Darüber, dass die Sprache ihrer Kinder on- und offline einiges rauer ist, als zu ihren eigenen Jugendzeiten, ist sich unsere Familienbloggerin im Klaren. Aber zu Hause gelten fixe Regeln. 

Lucia Hunziker

«Halts Maul!». Hab ich mich gerade verhört? «Was hast du grad zu mir gesagt?», frage ich mein Kind 1. Es zuckt mit den Schultern. «Dass ich noch was zu sagen habe und fertig reden möchte.» - «Hast du nicht.» - «Doch.» - «Nein. Das war nicht deine Wortwahl.» Das Kind schaut mich konsterniert an. «Du hast mir gesagt, ich soll s Maul halten!» - «Ja eben. Das ist doch das gleiche.»

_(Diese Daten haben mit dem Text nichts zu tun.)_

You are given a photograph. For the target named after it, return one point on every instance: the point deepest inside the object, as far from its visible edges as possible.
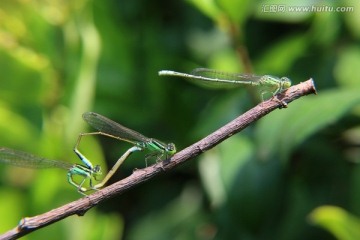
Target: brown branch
(79, 207)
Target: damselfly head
(171, 149)
(97, 170)
(286, 83)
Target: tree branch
(79, 207)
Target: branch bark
(81, 206)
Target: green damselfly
(109, 128)
(218, 79)
(27, 160)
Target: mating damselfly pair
(87, 171)
(109, 128)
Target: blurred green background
(292, 175)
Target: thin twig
(79, 207)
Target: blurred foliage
(292, 175)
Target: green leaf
(347, 67)
(237, 10)
(283, 130)
(340, 223)
(207, 7)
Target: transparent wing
(27, 160)
(216, 79)
(110, 127)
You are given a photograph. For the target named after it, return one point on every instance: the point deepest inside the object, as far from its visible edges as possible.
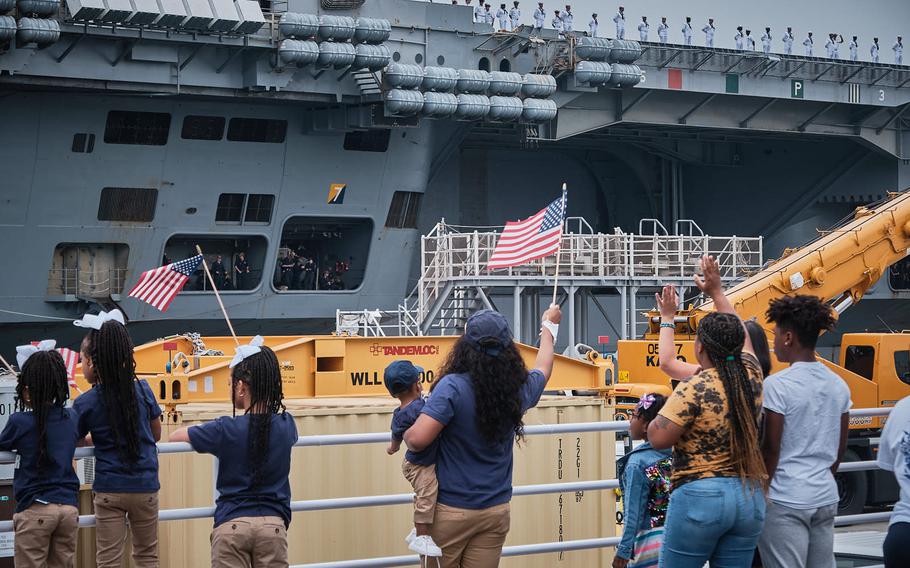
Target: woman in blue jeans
(717, 507)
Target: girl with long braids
(123, 419)
(717, 507)
(43, 433)
(475, 411)
(253, 509)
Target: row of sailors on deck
(563, 22)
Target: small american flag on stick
(158, 286)
(535, 237)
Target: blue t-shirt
(112, 475)
(472, 473)
(404, 418)
(57, 482)
(226, 438)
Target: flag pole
(205, 267)
(559, 249)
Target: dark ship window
(145, 128)
(322, 253)
(257, 130)
(229, 247)
(202, 128)
(129, 204)
(367, 140)
(403, 211)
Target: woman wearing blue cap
(475, 410)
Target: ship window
(144, 128)
(404, 209)
(202, 127)
(242, 258)
(860, 359)
(128, 204)
(257, 130)
(323, 253)
(367, 140)
(902, 366)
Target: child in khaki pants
(402, 379)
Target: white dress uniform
(620, 21)
(687, 33)
(709, 35)
(788, 43)
(515, 16)
(540, 17)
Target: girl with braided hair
(43, 433)
(122, 419)
(253, 509)
(717, 507)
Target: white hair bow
(23, 352)
(244, 351)
(96, 321)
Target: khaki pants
(113, 512)
(46, 536)
(471, 538)
(250, 542)
(423, 479)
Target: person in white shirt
(687, 31)
(515, 15)
(766, 41)
(806, 423)
(620, 20)
(894, 456)
(709, 33)
(788, 41)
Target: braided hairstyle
(497, 381)
(111, 351)
(262, 376)
(42, 388)
(723, 336)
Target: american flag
(159, 286)
(535, 237)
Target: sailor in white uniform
(807, 43)
(709, 33)
(788, 41)
(620, 20)
(687, 31)
(540, 16)
(515, 15)
(643, 29)
(663, 30)
(567, 19)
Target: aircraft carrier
(343, 130)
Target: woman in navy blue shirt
(123, 419)
(253, 509)
(476, 412)
(46, 488)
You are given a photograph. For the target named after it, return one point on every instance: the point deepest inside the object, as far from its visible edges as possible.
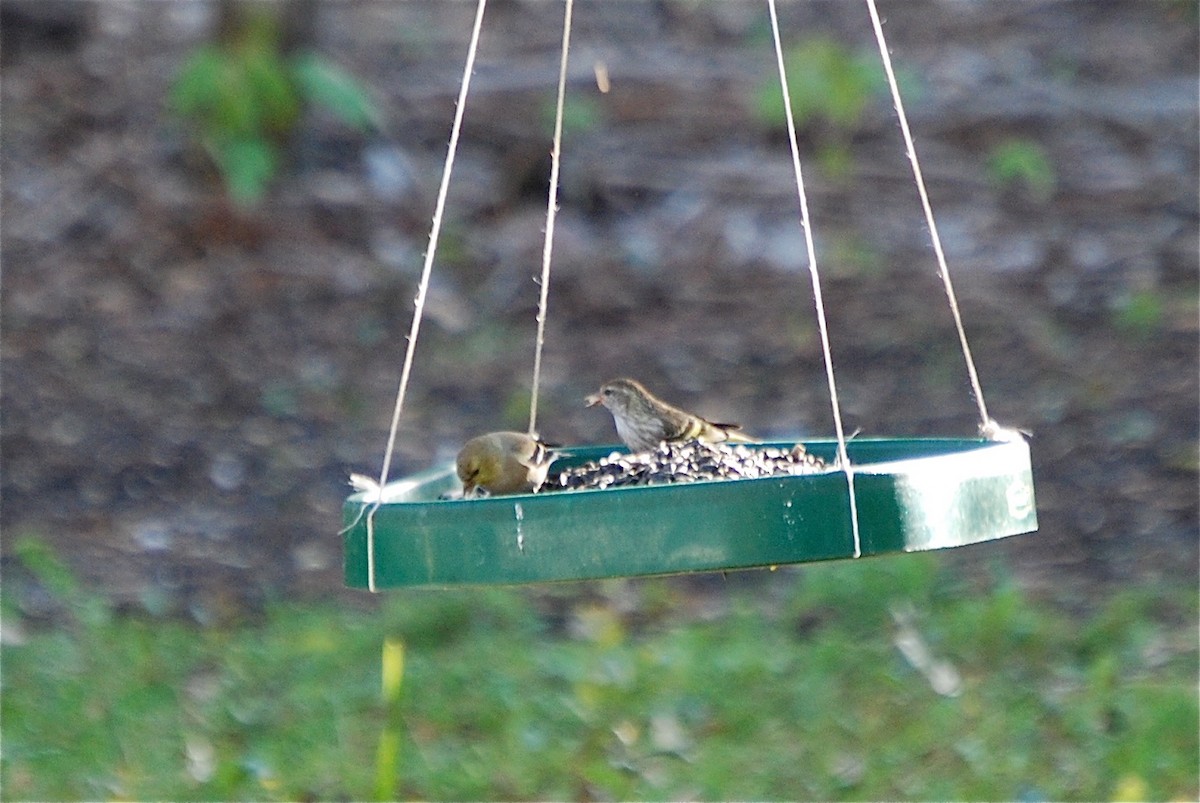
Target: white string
(551, 214)
(943, 271)
(424, 286)
(843, 456)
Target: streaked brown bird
(503, 462)
(643, 420)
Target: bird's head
(619, 395)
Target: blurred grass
(795, 690)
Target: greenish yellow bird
(643, 420)
(503, 462)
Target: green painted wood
(912, 495)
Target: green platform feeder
(911, 495)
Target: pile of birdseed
(687, 462)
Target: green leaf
(247, 166)
(327, 84)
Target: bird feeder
(879, 496)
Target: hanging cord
(423, 288)
(551, 214)
(843, 457)
(985, 423)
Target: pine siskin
(645, 420)
(503, 462)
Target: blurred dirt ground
(185, 388)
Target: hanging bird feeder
(871, 496)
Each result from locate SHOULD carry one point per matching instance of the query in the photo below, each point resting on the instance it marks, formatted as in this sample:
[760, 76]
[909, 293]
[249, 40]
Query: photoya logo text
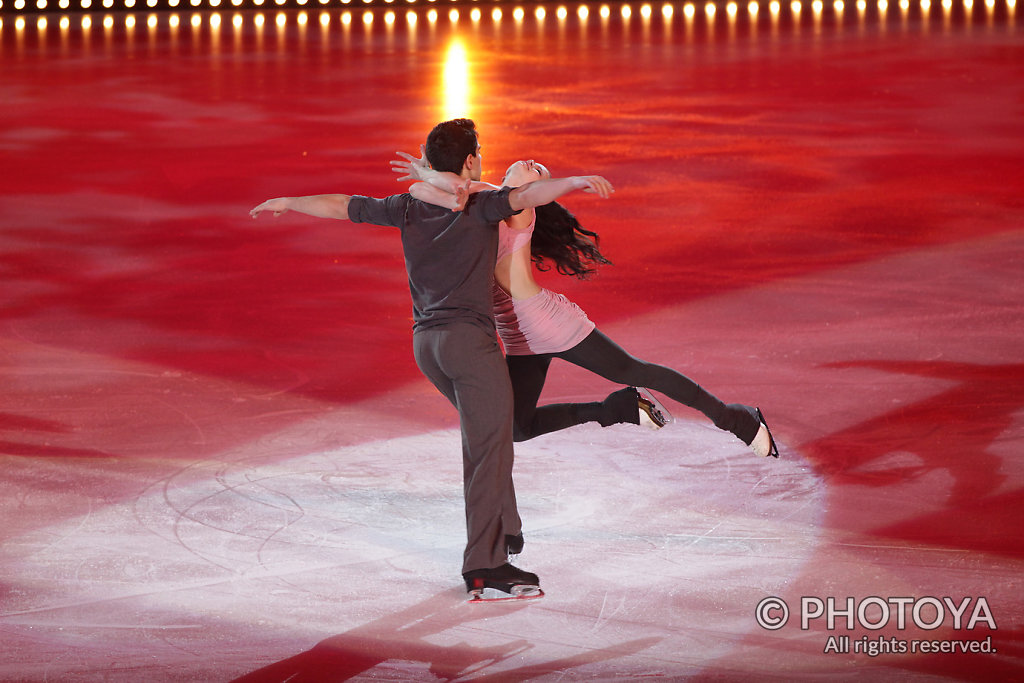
[876, 612]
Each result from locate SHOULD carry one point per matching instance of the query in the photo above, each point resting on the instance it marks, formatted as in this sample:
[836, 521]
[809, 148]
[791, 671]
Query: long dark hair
[560, 240]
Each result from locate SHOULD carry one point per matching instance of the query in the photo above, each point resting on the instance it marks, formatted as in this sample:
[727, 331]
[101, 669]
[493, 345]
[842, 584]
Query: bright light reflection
[455, 83]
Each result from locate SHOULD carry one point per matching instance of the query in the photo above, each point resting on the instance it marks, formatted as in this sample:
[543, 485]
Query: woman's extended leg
[528, 374]
[601, 355]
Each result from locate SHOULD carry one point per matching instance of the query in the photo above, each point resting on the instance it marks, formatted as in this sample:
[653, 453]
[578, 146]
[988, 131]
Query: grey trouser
[466, 365]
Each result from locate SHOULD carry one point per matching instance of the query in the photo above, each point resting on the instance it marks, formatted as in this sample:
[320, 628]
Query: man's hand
[278, 206]
[595, 184]
[462, 196]
[413, 168]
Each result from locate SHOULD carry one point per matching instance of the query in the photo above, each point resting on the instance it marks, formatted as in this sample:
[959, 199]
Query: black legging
[602, 356]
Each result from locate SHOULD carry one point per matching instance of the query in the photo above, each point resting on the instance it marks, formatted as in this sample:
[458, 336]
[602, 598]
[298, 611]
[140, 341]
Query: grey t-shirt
[450, 256]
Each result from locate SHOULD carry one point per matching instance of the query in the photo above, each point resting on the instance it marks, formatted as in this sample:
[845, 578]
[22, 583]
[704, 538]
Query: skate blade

Entscheidend ist, was ankommt

Ist es nicht. Ich setze zu einem Monolog an über Respekt, und dass sich dieser auch in der Sprache ausdrückt. Wohl ahnend, dass er nicht viel nützen wird. Denn in der Welt der Kids sind solche Ausdrücke die totale Norm. Sie sehen wirklich keinen Unterschied zwischen «Halts Maul» und «Ich habe noch was zu sagen». Trotzdem - oder gerade deswegen - nutze ich die Gelegenheit, um mein Mantra runterzubeten: «Schau, selbst wenn ich weiss, dass du es nicht respektlos meinst, kommt es bei mir so an. Und wenn du weisst, dass es bei mir so ankommt, dann sagst dus einfach nicht. Fertig. Ausser du bist ein Arschloch.»

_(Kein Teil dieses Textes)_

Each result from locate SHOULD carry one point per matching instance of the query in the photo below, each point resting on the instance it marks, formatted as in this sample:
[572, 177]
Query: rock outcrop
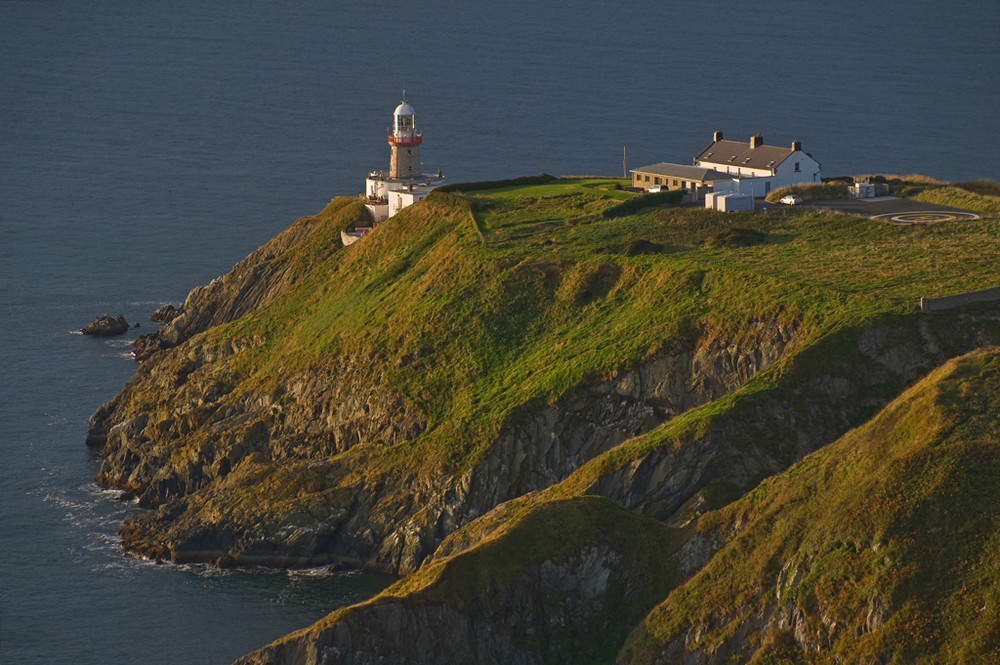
[375, 408]
[106, 326]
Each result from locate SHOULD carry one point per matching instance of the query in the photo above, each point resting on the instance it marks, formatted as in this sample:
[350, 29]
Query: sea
[147, 147]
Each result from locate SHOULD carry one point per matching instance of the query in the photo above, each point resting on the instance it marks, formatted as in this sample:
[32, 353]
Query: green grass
[476, 330]
[902, 510]
[560, 296]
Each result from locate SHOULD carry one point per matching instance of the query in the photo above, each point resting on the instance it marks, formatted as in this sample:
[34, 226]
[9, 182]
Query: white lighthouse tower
[404, 142]
[386, 193]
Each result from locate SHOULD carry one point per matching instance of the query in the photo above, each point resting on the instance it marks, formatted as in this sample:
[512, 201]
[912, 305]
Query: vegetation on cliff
[448, 396]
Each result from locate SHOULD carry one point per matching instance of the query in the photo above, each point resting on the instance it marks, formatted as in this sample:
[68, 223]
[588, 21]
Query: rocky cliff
[544, 433]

«Auch wir Erwachsenen nehmen heute ganz selbstverständlich Worte in den Mund, die wir als Kinder höchstens hinter vorgehaltener Hand zu flüstern wagten.»

Ja, ich weiss. Ich hätte diesen letzten Satz jetzt auch anders ausdrücken sollen. Ich hätte einfach nicht gewusst, wie. Aber das zeigt ja sehr deutlich, dass nicht nur die Sprache der Kids rauer geworden ist. Auch wir Erwachsenen nehmen heute ganz selbstverständlich Worte in den Mund, die wir als Kinder höchstens hinter vorgehaltener Hand zu flüstern wagten. Und wenn Politikerinnen in Interviews es schaffen, in drei Sätzen gefühlte siebzehn Mal das «F-Wort» zu benutzen, muss man sich nicht wundern, wenn auch Kinder irgendwann die selbe Sprache sprechen.

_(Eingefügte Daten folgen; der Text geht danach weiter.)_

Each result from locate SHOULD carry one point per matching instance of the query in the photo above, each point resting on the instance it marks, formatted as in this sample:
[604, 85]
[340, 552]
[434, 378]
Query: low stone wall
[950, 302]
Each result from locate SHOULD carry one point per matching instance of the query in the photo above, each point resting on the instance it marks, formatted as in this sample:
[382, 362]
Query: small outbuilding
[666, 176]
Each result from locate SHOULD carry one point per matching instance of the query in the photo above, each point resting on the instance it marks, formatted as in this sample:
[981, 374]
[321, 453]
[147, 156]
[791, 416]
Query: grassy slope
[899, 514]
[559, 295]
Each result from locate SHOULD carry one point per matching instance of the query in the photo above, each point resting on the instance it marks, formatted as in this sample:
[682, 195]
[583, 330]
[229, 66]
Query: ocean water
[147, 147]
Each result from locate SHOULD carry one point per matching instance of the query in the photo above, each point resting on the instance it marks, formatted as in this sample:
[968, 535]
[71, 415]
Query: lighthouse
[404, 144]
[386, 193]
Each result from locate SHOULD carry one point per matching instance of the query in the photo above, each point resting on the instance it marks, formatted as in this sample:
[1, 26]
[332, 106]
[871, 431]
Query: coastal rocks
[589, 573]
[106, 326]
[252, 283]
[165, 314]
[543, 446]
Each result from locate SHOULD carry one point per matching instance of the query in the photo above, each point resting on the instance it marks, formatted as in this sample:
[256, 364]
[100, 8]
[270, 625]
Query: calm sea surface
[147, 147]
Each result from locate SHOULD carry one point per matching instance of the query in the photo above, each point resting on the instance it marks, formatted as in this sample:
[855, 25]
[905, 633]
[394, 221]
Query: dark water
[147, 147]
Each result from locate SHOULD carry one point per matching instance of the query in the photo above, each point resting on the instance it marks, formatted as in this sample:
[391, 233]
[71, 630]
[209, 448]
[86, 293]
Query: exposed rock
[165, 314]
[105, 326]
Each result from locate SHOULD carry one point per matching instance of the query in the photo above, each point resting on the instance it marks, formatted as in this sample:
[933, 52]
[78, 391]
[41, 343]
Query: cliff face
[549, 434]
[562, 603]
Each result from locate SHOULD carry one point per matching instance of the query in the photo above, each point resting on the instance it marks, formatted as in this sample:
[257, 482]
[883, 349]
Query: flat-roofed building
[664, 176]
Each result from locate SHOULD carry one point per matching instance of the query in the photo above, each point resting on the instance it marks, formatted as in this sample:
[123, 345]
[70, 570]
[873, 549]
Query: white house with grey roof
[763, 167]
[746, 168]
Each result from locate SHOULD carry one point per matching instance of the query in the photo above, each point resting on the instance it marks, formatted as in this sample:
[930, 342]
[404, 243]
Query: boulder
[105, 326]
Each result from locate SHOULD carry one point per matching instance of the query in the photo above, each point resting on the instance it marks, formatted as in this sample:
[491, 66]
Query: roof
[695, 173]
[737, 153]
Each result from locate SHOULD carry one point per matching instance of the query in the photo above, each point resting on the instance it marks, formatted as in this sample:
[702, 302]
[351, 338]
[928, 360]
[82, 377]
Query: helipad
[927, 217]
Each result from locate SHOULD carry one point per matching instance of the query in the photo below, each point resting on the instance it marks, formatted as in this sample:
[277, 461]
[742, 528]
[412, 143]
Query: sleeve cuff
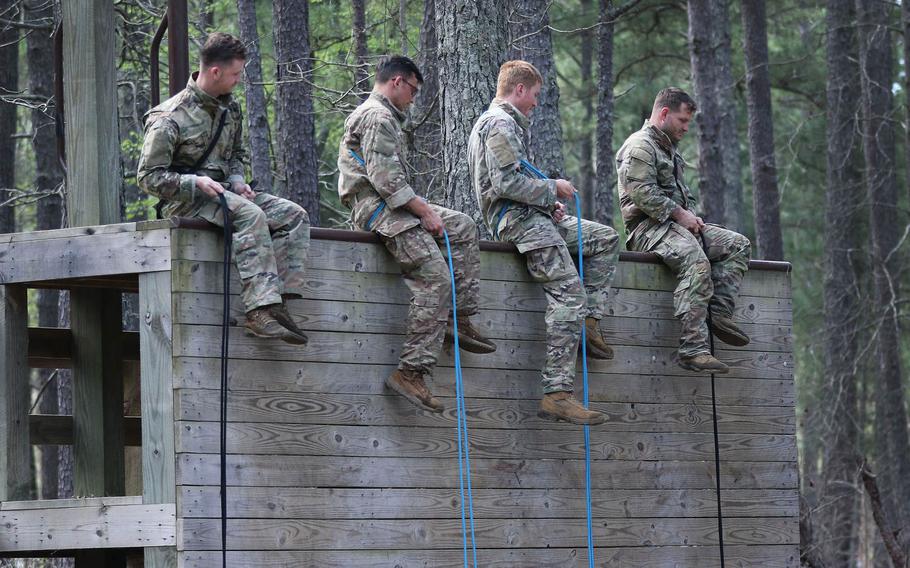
[400, 197]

Kein unüberlegtes Zeug mehr von mir geben

Dabei nehme ich mich - wie bereits erwähnt - als schlechtes Vorbild gar nicht aus. Als meine Kinder kleiner waren, habe ich gern gescherzt, dass sie jedes ihnen bekannte Fluchwort aus meinem Auto kennen. Irgendwann piepste Kind 2, damals etwa sechs, vom Rücksitz: «Mami, was ist ein Wichser?» Ich, super genervt: «Einer der einem den Weg abschneidet!» Es kam, was kommen musste. Tage später im Coop, jemand schob seinen Einkaufswagen direkt vor das Kinderwägeli des Kleinen, worauf er - unverhältnismässig laut natürlich - rief: «Maaaami! Die Frau ist ein Wichser!»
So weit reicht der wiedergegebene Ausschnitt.